1.3 Experimental results
The algorithm was written in TensorFlow. github:/mrahtz/learning-from-human-preferences (doesn't seem to be official code...)
- preference Some are typed by humans, others by scripted teachers.
- Appendix B has some prompts for humans to type preference, which is interesting.
- scripted teacher: replace the true reward of the task with the true reward of the task in equation (1) above.\(\hat r\)The preference is generated in the reverse direction.
- In the MuJoCo experiment, real reward, 1400 700 350 scripted teacher queries, and 750 human queries were used.
- (Personally, I understand that the 750 human queries here contain fewer than 750 labels, since humans should just throw away any query that they find incomparable)
- In the MuJoCo experiment, many of the tasks took 1e7 steps, which is very slow compared to pebble; pebble can be learned in 1e6 steps.
- The Atari experiment used real reward, 10k 5.6k 3.3k scripted teacher queries, and 5.5k human queries (a lot of human label ...... This took a long time to type out; such an extensive experiment! This is solid work.)
- These experiments did not lead to the conclusion that human labeling is better than scripted teacher, and the paper says that this may be because humans make mistakes, and different humans have different labeling guidelines.
- Some details of the experiments in Appendix A:
- Some environments end the episode early, such as when the agent falls down, dies, or reaches its destination (?). They claimed that this done signal might provide task information, so they magically altered the environment to avoid variable episode lengths (?).

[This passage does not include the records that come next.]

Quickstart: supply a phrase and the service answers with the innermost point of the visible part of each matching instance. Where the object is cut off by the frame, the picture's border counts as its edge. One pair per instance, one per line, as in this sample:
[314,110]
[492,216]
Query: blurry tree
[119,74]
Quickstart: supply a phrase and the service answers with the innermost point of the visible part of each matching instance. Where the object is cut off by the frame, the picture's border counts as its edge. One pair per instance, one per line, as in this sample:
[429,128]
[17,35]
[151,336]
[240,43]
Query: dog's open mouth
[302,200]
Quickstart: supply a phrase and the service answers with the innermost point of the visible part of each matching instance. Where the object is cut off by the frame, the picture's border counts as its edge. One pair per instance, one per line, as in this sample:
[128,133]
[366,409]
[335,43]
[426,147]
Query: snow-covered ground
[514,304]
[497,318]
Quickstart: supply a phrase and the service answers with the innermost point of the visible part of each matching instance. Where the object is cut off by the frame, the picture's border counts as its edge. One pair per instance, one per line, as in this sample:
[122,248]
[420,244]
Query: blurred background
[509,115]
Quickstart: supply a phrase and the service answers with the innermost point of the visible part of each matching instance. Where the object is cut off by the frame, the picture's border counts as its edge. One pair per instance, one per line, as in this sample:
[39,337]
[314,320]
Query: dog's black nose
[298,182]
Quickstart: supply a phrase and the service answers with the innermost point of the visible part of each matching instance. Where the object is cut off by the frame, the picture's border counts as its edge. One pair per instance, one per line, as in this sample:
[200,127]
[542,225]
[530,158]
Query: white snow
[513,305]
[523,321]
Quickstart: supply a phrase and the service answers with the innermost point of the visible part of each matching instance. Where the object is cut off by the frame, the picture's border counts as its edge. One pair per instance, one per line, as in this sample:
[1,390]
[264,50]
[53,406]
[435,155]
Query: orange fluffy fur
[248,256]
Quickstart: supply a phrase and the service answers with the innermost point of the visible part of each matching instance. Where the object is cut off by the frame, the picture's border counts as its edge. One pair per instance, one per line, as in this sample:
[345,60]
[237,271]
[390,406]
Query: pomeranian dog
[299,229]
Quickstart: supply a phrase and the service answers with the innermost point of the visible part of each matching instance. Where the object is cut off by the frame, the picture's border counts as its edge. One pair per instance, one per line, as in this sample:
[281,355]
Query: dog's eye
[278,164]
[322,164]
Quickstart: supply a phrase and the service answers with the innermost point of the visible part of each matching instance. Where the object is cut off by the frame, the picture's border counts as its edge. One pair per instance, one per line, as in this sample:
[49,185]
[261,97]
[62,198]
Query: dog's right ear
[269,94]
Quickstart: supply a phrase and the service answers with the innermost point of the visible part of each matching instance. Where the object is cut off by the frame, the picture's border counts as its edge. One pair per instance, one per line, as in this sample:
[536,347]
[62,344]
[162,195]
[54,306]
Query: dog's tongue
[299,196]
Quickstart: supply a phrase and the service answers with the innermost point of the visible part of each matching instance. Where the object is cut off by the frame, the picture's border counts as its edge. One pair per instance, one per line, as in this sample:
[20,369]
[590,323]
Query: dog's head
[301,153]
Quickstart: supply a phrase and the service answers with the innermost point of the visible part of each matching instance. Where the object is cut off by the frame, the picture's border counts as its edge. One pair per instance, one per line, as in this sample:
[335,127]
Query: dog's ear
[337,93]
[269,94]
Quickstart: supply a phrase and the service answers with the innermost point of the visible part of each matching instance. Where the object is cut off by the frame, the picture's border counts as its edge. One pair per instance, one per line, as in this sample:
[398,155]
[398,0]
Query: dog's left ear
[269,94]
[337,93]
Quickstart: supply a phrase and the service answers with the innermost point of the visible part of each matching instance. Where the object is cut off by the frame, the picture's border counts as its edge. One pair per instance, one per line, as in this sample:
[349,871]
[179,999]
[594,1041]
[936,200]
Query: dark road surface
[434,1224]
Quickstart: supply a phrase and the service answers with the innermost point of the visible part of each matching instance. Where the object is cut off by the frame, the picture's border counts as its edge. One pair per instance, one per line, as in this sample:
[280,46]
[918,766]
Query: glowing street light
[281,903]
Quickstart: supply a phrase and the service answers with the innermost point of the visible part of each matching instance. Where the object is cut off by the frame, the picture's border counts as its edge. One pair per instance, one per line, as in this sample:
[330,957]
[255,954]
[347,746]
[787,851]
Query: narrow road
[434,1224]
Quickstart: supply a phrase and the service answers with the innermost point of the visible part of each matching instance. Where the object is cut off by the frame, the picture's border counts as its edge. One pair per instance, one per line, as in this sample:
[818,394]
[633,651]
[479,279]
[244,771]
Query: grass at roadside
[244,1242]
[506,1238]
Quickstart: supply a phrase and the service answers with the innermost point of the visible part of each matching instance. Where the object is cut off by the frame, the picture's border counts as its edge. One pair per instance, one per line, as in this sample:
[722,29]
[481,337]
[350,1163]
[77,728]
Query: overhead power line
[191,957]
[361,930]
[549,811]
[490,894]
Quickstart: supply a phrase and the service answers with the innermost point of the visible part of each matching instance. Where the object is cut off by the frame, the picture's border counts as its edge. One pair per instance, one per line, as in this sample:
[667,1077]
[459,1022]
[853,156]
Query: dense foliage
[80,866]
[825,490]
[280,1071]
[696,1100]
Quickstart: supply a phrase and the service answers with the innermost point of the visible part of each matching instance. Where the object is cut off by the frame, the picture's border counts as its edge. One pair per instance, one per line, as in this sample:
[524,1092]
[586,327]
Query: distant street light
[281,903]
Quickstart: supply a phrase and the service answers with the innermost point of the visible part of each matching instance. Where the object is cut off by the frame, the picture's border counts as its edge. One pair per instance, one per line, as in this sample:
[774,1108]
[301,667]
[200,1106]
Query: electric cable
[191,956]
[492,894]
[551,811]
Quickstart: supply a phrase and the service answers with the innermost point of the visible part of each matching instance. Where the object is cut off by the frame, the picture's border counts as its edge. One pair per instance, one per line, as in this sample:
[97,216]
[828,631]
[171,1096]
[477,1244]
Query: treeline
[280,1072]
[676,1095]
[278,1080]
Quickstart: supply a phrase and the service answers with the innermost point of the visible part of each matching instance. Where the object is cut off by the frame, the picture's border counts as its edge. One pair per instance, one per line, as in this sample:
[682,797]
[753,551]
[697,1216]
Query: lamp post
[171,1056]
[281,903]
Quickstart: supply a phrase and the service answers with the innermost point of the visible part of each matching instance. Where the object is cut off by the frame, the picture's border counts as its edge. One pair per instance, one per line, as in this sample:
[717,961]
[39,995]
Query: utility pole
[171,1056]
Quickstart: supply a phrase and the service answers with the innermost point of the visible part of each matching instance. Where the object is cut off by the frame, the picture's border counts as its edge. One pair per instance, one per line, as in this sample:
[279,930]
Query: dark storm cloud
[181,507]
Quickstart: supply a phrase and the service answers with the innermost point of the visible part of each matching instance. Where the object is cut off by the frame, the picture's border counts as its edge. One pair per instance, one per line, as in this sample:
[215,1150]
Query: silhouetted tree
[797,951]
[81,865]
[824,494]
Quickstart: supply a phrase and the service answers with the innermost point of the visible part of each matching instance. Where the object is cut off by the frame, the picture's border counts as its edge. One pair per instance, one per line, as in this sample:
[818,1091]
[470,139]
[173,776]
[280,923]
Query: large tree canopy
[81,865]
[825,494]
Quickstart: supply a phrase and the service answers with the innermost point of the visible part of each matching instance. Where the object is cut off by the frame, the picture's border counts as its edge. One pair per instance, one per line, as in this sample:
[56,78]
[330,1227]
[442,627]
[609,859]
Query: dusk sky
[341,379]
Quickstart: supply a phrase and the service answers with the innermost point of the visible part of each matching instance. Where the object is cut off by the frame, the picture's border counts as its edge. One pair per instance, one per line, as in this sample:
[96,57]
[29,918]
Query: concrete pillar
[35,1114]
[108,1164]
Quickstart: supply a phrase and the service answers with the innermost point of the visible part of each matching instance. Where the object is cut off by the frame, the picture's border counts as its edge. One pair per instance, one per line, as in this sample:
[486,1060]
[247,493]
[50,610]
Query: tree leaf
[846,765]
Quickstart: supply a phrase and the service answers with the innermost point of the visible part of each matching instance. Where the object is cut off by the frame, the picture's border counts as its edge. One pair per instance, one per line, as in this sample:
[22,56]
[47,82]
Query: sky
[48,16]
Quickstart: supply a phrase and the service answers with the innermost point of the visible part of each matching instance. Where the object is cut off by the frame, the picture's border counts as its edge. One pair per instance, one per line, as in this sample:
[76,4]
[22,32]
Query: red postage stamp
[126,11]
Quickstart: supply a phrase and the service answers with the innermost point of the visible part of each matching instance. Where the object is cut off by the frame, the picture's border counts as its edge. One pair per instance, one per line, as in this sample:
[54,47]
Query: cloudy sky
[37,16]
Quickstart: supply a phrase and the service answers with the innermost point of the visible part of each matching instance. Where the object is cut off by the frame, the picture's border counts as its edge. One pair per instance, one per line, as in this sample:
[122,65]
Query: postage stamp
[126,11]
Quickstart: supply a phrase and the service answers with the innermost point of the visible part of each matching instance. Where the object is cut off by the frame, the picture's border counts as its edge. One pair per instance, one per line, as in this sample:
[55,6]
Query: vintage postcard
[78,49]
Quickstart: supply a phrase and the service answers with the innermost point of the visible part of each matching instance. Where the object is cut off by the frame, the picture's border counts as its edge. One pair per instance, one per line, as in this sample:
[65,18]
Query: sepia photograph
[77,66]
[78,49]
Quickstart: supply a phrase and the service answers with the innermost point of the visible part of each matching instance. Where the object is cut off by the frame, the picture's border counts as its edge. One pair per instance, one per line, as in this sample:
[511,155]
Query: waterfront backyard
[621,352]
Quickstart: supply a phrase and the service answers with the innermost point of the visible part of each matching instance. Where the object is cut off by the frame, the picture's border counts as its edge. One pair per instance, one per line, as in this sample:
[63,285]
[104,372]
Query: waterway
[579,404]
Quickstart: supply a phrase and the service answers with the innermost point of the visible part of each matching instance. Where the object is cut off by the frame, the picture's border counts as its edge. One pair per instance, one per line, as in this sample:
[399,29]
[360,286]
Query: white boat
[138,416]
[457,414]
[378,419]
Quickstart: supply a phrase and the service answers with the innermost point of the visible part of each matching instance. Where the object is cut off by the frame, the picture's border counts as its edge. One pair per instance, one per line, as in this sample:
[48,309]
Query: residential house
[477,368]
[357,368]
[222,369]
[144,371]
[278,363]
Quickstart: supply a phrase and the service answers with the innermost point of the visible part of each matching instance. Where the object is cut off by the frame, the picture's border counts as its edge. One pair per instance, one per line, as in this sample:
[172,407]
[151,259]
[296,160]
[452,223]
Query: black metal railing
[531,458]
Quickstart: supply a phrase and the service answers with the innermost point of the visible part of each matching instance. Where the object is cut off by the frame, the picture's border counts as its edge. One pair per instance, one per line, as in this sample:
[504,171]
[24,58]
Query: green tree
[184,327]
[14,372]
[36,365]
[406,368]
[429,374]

So that the agent gets a big penalty when it dies, or the agent just resets the env when it reaches its destination instead of doing it (?).
- In MuJoCo, 25% of queries are hit directly before the start of the experiment with a random policy, and then preference is hit at a rate that decreases over time; segment length = 15 - 60, depending on the specific task.
- In Atari, the reward model and the policy have the same input, which is a convolutional network for processing images (for no apparent reason, I've heard that the main contribution of DPO is that it can eliminate the reward model of LLM RLHF, because the reward model is supposed to be the same size as the policy, so eliminating it saves a lot of video memory).
- Atari actually runs A3C, hitting 500 queries with segment length = 25 before the experiment starts.
- Section 3.2 also learns the novel behavior of the hopper backflip in MuJoCo, which, according to the article, ensures that the hopper lands on its feet after the backflip. This was learned using 900 human queries, and there are other novel behaviors in Section 3.2.
- A very thorough ablation study was done in Section 3.3, which found that segment length = 1 seems to deteriorate performance, that the reward model does not have much effect without regularization, that changing query selection to random does not seem to have much effect, and that it is better to update the policy while taking the newest trajectory and hitting it with a preference.
02 PrefPPO Implementation in PEBBLE
The PrefPPO implementation in PEBBLE directly modifies stable_baselines3's PPO model; they wrote a new class called PPO_REWARD, which encapsulates all interactions with the reward model in the () function.
2.1 How the reward model is constructed
Same as pebble's reward model.
If the state and action are continuous (like a regular cheetah walker), then concatenate the state and action as inputs to the reward model.
If the state is an image and the action is discrete (like the Pong environment in Christiano's 2017 paper), then (following Christiano's 2017 reproduction code), ...... seems to take the state image and calculate the reward directly, without concat a one-hot action or numerical action.
2.2 PPO_REWARD's ()
The general flow of PPO: collect rollout → calculate advantage of rollout and so on → calculate loss and backward → collect new rollout...
In the process of collecting the rollout, PrefPPO replaces the real task reward to be collected by the\(\hat r\) and add the rollout data to the query's options.
Before and after collecting the rollout, it seems that there is a call to learn_reward() function to train the reward model, this function first collects query, and then takes the collected query to learn the reward model. basically the same as pebble.